天禧元年,遣御事刑官侍郎徐讷奉表献方物于崇政殿,又贺封建寿春郡王。
三年九月,登州言高丽进奉使礼宾卿崔元信至秦王水口,遭风覆舟,漂失贡物,诏遣内臣抚之。十一月,元信等入见,贡锦衣褥、乌漆甲、金饰长刀匕首、锦鞍马、布、药物等,又进中布二千端,求佛经一藏。诏赐经还布,以元信覆溺匮乏,别赐衣服、缯彩焉。明州、登州屡言高丽海船有风漂至境上者,诏令存问,给度海粮遣还,仍为著例。
五年,询遣告奏使御事礼部侍郎韩祚等一百七十九人来谢恩,且言与契丹修好,又表乞阴阳地理书、《圣惠方》,并赐之。
金行成者,累官至殿中丞,治表乞放还。行成自以筮仕朝廷,不愿归本国。又以父母垂老,在海外旦暮思念,恨禄不及,令工图其像置正寝,与妻史氏居旁室,晨夕定省上食,未尝少懈。淳化初,通判安州。被病,知州李范与僚佐数人省之,行成病已笃,泣且言曰:「行成外国人,为朝官,佐郡政,病且死,未有以报主恩,虽瞑目固有遗恨。二子宗敏、宗讷皆幼,家素贫,无他亲可依,旦暮委沟壑矣。」未几,行成死,其妻养二子,誓不嫁,织履以给。范表其事,诏以宗敏补太庙斋郎,令安州月给其家钱叁缗、米五斛,长吏岁时存问。

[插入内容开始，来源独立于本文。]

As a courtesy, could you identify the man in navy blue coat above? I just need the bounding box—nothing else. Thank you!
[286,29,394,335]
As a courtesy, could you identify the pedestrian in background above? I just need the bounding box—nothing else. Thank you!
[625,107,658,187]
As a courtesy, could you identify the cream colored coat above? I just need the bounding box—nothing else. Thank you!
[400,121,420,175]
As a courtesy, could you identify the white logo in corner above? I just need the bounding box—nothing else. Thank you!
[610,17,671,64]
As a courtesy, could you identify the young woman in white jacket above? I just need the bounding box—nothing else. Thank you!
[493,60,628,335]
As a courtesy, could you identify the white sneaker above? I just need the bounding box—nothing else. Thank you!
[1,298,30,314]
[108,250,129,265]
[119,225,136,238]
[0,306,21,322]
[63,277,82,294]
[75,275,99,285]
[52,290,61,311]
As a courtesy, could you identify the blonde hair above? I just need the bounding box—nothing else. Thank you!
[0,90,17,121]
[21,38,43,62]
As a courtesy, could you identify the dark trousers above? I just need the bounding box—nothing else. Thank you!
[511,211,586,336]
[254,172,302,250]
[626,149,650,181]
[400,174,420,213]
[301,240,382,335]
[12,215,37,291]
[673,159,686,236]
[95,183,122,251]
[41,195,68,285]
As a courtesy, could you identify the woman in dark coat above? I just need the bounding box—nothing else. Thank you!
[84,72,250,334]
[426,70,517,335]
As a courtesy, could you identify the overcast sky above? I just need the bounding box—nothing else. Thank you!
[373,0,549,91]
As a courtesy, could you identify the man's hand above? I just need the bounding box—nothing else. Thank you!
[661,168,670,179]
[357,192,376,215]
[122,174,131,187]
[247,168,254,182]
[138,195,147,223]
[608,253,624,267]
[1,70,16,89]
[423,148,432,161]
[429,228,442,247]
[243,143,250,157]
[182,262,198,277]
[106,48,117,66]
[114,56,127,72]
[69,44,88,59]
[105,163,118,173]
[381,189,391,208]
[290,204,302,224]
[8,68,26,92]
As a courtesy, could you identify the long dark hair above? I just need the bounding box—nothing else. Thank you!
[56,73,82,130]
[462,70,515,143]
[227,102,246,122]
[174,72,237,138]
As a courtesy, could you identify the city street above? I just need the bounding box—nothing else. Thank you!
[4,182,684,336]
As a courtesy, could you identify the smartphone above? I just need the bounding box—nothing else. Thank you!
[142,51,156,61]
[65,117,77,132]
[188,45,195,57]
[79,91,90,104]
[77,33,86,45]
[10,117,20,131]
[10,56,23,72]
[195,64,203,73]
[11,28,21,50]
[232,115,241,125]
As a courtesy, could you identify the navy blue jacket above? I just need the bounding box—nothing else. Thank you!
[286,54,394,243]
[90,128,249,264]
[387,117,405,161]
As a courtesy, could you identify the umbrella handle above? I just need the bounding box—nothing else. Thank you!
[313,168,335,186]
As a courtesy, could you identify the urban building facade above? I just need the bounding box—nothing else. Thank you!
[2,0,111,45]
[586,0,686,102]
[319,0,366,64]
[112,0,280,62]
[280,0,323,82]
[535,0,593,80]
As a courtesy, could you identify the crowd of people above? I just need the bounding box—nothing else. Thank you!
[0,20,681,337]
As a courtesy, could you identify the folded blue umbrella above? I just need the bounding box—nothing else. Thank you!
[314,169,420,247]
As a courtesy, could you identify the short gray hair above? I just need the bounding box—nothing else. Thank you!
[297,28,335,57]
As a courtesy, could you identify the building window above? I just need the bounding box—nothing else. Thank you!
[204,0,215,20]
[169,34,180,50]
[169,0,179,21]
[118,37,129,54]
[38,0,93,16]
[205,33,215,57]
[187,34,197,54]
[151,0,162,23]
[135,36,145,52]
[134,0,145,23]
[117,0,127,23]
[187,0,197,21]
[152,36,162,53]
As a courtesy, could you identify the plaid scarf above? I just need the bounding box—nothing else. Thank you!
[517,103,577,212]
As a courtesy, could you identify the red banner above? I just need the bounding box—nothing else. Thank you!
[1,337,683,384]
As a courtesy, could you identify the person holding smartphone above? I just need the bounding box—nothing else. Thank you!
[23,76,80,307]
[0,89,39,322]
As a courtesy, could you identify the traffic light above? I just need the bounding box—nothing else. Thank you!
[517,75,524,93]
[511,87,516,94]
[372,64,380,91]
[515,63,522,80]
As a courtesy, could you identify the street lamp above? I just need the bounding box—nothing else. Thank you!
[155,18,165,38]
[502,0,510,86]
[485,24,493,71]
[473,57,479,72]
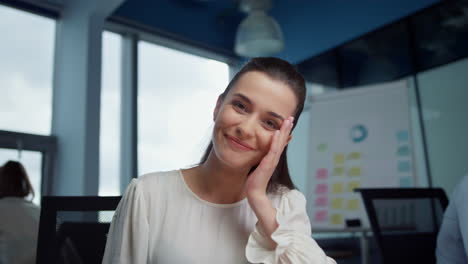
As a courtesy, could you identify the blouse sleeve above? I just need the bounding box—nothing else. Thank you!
[245,190,336,264]
[101,179,149,264]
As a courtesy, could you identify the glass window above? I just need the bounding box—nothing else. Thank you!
[338,21,412,88]
[415,57,468,195]
[0,149,42,205]
[411,0,468,71]
[138,42,229,175]
[0,5,55,135]
[99,31,122,196]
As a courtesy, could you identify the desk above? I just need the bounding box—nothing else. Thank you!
[313,228,372,264]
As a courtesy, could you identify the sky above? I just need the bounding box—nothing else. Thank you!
[0,4,229,201]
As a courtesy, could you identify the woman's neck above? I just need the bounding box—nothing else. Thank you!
[184,152,250,204]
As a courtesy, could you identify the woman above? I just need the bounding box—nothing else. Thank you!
[102,57,336,263]
[0,160,41,264]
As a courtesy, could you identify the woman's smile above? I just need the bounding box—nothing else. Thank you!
[225,134,255,151]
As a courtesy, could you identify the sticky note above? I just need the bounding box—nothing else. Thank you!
[317,143,328,152]
[398,161,411,173]
[348,167,362,177]
[314,210,327,222]
[400,177,413,187]
[315,196,328,207]
[347,181,360,192]
[315,184,328,194]
[334,153,345,165]
[331,198,343,209]
[316,168,328,179]
[332,183,344,194]
[330,214,343,225]
[397,131,409,142]
[346,199,360,210]
[332,167,344,176]
[347,152,362,160]
[397,145,410,157]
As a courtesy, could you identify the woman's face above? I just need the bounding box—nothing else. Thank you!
[212,71,298,169]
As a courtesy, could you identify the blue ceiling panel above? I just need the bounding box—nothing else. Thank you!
[113,0,442,63]
[113,0,243,56]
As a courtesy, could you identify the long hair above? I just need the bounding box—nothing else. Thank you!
[0,160,35,199]
[200,57,306,194]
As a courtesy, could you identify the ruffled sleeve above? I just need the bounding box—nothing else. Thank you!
[246,189,336,264]
[101,179,149,264]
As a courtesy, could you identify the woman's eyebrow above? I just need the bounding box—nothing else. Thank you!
[267,111,284,121]
[233,93,285,121]
[234,93,284,121]
[233,93,252,104]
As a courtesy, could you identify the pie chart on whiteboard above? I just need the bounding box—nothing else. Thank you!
[350,124,368,143]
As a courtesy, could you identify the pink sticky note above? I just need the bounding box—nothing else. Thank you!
[316,168,328,179]
[315,184,328,194]
[315,196,328,206]
[314,210,328,222]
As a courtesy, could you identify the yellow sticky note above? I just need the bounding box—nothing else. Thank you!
[332,167,344,176]
[346,199,360,210]
[331,198,343,209]
[348,167,362,177]
[332,183,344,194]
[330,214,343,225]
[347,152,362,160]
[334,153,345,165]
[347,181,361,192]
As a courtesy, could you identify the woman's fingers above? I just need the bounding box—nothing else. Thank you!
[277,116,294,154]
[259,116,294,173]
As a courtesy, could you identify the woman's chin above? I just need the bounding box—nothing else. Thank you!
[219,154,255,170]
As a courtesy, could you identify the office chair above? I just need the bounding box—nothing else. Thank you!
[36,196,121,264]
[356,188,448,264]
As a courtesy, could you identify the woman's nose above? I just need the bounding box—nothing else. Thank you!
[235,116,256,138]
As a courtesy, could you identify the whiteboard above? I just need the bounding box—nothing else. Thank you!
[305,80,415,230]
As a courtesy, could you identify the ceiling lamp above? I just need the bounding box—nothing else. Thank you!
[234,0,284,57]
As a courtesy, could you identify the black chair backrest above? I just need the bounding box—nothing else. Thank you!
[356,188,448,264]
[36,196,121,264]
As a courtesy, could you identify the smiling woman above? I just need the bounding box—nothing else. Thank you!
[102,57,336,264]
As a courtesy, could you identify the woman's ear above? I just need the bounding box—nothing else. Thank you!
[213,95,223,121]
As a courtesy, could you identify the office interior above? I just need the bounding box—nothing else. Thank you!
[0,0,467,263]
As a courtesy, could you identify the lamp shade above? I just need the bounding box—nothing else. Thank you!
[235,10,284,57]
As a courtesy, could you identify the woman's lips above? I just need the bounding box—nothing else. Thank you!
[225,135,254,151]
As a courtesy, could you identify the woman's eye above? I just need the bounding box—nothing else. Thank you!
[265,120,279,130]
[233,101,246,111]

又高丽信州永宁人康戬,字休祐,父允,三世为兵部侍郎。戬少好学,时纥升与契丹交兵,戬从允战木叶山下,连中二矢,神色不变。后陷契丹,遁居墨斗岭,又至黄龙府,间道得归高丽,时允犹在。开宝中,允遣戬随宾贡肄业国学。太平兴国五年,登进士第,解褐大理评事,知湘乡县,再迁著作佐朗,知江阴军、江州。历官以清白干力闻,改太常博士。苏易简在翰林,称其吏才,命为广南西路转运副使,赐绯鱼,就迁正使,再转度支员外郎、户部判官。出知峡、越二州,连被诏褒其能政。又为京西转运使,加工部郎中,赐金紫。戬所至好行事,上章多建白,以竭诚自任。景德三年,卒,真宗特以其子希龄为太常寺奉礼郎,给奉终丧。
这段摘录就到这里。